What about the Page Rank algorithm? This algorithm is applied to a directed graph to find out which nodes are the most popular. At first glance you would want to count how many incoming links each node has to measure its popularity. That is a good first approximation, but not all links are equal, the links of more popular nodes are worth more than the links of unpopular nodes. So you start by counting the links and assigning a popularity to each node, then you count the links again but weight the links according to the popularity of the incoming node. This updates the popularity of each node, so you do this again, until you reach a steady state and the popularity measure of the nodes doesn't change. Again, we can see that each node is voting by linking to other nodes, and its vote is weighted by its popularity. Its popularity is updated according to how many popular nodes point to it. The algorithm of updating can be thought of as a flux of popularity through the system, from the least popular to the most popular. Each node in between has some popularity coming in and some going out. The steady state is reached when the popularity coming in equals the popularity going out. Although the training signal here is less obvious than in other learning systems, it is still something separate from the predicted signal, it is the actual popularity of each node according to the graph topology. As we can see Page Rank also shares the same five basic characteristics of learning systems that markets, neural nets, and evolving systems all have.
I think we can apply the same sort of analysis to anything that learns. That is a conjecture that I am not going to prove because it would require me to either enumerate all learning systems, or prove that a system that doesn't share those characteristics cannot learn. That proof might be doable, but that would be too much work for a Friday night post. My purpose is only to advance the hypothesis that all learning systems are instances of the same algorithm and to provide some examples as evidence to that conjecture.
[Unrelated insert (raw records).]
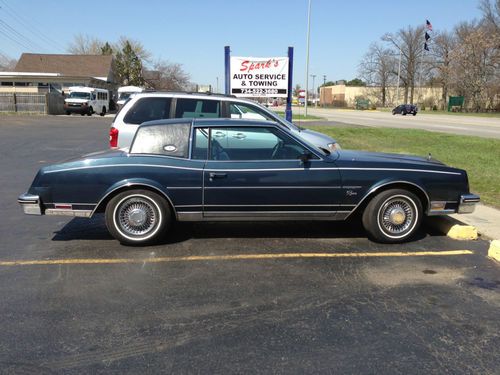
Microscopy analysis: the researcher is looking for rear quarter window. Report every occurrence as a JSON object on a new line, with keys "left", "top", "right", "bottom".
{"left": 124, "top": 97, "right": 172, "bottom": 124}
{"left": 130, "top": 123, "right": 191, "bottom": 158}
{"left": 175, "top": 98, "right": 220, "bottom": 118}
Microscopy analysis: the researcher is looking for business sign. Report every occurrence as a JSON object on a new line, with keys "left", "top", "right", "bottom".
{"left": 230, "top": 56, "right": 289, "bottom": 98}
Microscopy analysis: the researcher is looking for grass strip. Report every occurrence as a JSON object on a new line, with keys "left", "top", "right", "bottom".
{"left": 315, "top": 126, "right": 500, "bottom": 208}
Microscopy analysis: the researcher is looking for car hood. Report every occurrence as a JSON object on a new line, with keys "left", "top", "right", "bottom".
{"left": 338, "top": 150, "right": 446, "bottom": 167}
{"left": 293, "top": 128, "right": 336, "bottom": 146}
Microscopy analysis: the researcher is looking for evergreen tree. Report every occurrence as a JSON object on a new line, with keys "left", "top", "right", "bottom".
{"left": 115, "top": 41, "right": 144, "bottom": 86}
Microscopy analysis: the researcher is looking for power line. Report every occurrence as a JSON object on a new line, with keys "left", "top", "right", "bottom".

To the science and engineering inclined, this can serve as motivation to specify the learning algorithm exactly by observing many instances of systems that learn. To the mathematically inclined, this could serve as motivation to find a rigorous argument of why this is true. To the scientifically inclined with a skeptic bent, this can serve as inspiration to try to disprove it probably by finding an example of a learning system that doesn't fit the model. As for me, this was just a way to record an insight I found interesting.
As I finish writing this I realized that the expectations maximization algorithm, and the fuzzy clustering algorithm also fit this description, but I leave these as an exercise to the reader because I am tired of typing, and I want this post to be short enough for people to actually read.